The film follows the following characters: the growing relationship between the good character opposites, the wonderfully outgoing Dina and the reserved Tewfiq (both played by Israeli Jews)–who go out to a restaurant together and try to sincerely communicate about their past hurts (their almost relationship symbolizes the potential of resolving the Arab-Israeli conflict); Khaled, who goes to the roller disco with the shy virgin gas attendant Papi (Shlomi Avraham) and teaches him how to communicate his affection to the opposite sex; and to a lesser degree it follows Simon (Khalifa Natour), the likable milquetoast second-in-command who composed in his youth two measures of a clarinet concerto and just stopped completing it some twenty years ago when he married.

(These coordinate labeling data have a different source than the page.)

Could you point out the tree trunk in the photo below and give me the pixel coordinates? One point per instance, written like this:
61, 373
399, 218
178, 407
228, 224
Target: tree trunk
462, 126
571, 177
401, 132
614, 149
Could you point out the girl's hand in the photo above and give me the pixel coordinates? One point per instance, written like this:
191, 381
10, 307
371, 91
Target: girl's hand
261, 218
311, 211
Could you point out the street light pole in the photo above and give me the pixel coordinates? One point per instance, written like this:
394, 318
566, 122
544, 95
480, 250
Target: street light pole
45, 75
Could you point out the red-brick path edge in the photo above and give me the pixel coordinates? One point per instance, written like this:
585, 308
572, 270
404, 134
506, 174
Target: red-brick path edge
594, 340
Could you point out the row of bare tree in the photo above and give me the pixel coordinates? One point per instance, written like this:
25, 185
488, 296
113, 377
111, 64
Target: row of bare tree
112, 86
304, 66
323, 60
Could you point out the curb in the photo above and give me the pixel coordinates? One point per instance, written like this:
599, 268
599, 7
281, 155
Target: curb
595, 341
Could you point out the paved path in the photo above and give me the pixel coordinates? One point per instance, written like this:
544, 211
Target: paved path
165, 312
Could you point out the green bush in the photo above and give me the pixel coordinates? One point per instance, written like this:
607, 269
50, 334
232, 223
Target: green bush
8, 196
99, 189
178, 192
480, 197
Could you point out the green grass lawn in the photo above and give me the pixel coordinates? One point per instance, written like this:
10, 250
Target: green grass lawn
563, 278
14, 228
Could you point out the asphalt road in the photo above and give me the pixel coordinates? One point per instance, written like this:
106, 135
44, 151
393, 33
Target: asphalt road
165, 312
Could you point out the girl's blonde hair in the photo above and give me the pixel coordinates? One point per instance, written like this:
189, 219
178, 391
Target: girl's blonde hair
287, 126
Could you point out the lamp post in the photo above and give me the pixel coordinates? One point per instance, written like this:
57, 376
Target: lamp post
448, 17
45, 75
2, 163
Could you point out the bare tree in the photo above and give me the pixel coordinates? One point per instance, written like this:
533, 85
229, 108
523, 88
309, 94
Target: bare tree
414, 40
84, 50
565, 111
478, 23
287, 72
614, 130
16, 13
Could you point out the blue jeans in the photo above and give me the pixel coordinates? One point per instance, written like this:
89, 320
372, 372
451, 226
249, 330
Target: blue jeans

There’s no great payoff scene but it convincingly shows the two longtime “enemies,” the Arabs and the Israelis, are both ordinary people with similar ordinary problems, and the filmmaker cautiously leaves us with the possibility that peace can be achieved if the right people hungering for it were the leaders negotiating. Though the two groups are divided by language, the international language of music, love and humanity are viewed as the way to overcome the language and cultural barriers.

Ironically the Academy disqualified the film as an entry for best foreign picture of 2008 because more than half of the film is in English (though subtitled because the English is accented), but in Israel the popular film won for Best Picture.